Full form for HTTPS is Hyper Text Transfer Protocol Secure and SSL Stands for Secure Sockets Locket. HTTPs is the secure version of the http, while SSL is the protocol to provide secure connection between user and website. HTTPS is mostly used on E-commerce websites to make all safe transactions for online banking sites or checkout areas and also with registrations pages to secure the data.

When a visitor access HTTPS website, it undergoes encryption session with a Digital SSL Certificate, which helps stoppage of anyone other to interfere or access the data transfer. Well known browsers shows padlock icon and https:// in the address bar to show the visitors that website is secured by HTTPs.  There will be additional green address bar highlighting for the website owners with extended validation SSL certificates.

Benefits of https

  • Stoppage of man-in-the-middle attacks,
  • HTTPS could give ranking boost in search results
  • Total Privacy of User data like browsing history and credit card numbers.

Drawback

  • Page Load speed: There will be increase in page load time by adopting secured encryption for your site, as HTTPS requires one more communication between servers.
  • Redirection: Make sure to do proper http to https redirection and other canonicalization issues to avoid any keyword penalty.

Just a Tip:

1)      Google has incorporated the addition of HTTPs sites and reporting on them.

2)      There is no influence on rankings, depending on the type of certificate you use.
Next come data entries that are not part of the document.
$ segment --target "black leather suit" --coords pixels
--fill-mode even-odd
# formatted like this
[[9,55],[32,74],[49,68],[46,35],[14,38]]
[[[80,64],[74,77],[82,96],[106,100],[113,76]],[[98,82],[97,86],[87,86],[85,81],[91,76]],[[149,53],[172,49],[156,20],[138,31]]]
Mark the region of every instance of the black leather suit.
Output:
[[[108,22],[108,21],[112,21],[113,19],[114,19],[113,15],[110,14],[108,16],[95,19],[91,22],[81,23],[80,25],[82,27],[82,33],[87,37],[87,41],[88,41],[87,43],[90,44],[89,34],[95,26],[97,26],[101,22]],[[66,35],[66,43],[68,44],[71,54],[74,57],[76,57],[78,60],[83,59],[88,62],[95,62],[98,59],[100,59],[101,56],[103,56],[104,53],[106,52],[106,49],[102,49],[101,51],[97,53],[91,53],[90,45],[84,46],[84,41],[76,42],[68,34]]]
For now. (Extended Validation, Organisation Validation or Domain Validation)

3)      You will notice the increase in “Direct Traffic” if your website is in “http” version. This is due to the traffic passes from a HTTPS site to a HTTP site, there is no idea from where it is coming from.
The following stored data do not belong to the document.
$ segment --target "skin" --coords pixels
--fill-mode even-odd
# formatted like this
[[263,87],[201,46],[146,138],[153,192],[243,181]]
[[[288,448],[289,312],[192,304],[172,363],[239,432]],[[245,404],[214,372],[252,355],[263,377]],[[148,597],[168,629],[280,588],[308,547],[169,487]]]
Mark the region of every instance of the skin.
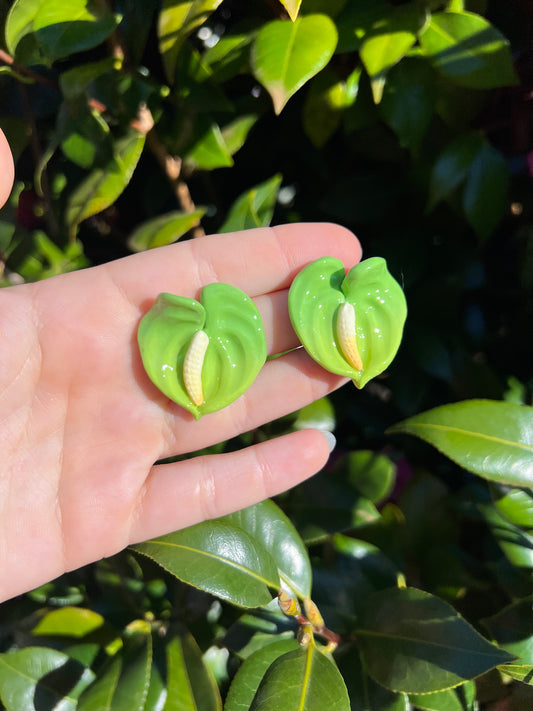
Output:
[[[13,162],[3,134],[0,162],[5,200]],[[159,292],[198,298],[205,284],[223,281],[254,299],[269,353],[294,347],[288,287],[324,254],[349,269],[361,251],[339,226],[285,225],[0,290],[0,600],[130,543],[249,506],[324,466],[328,443],[314,430],[154,465],[292,412],[345,380],[299,349],[268,362],[245,395],[196,422],[150,382],[136,344]]]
To get started with HTTPs, here are some of the basic tips as included in their blog:

  • Decide the kind of certificate you need:
    • Single (www.website.com)
    • Multi-domain (www.website.com, www.subdomain.website.com, www.website.net)
    • Wildcard (www.website.com, www.subdomain1.website.com, www.subdomain2.website.com, etc.)
  • Use 2048-bit key certificates
  • Use relative URLs for resources that reside on the same secure domain
  • Use protocol relative URLs for all other domains
  • Check out our Site move article for more guidelines on how to change your website’s address
  • Don’t block your HTTPS site from crawling using robots.txt
  • Allow indexing of your pages by search engines where possible. Avoid the noindex robots meta tag

Conclusion:

Going for HTTPS depends on the business, whether it is just informational or E-commerce. There has been increase in number of attacks from various malwares, Internet Fraud and session hijacking. This leads putting your business and reputation at risk. Nowadays, after suffering from various cybercrime, peoples are getting aware and doing online activities at secured and trusted websites.

At this point of time, instead of looking at the small weightage of ranking boost, website owners should be more careful to the security and trust. No Miracle going to happen for keyword ranking by https and Google is pushing for safety and more improved online security.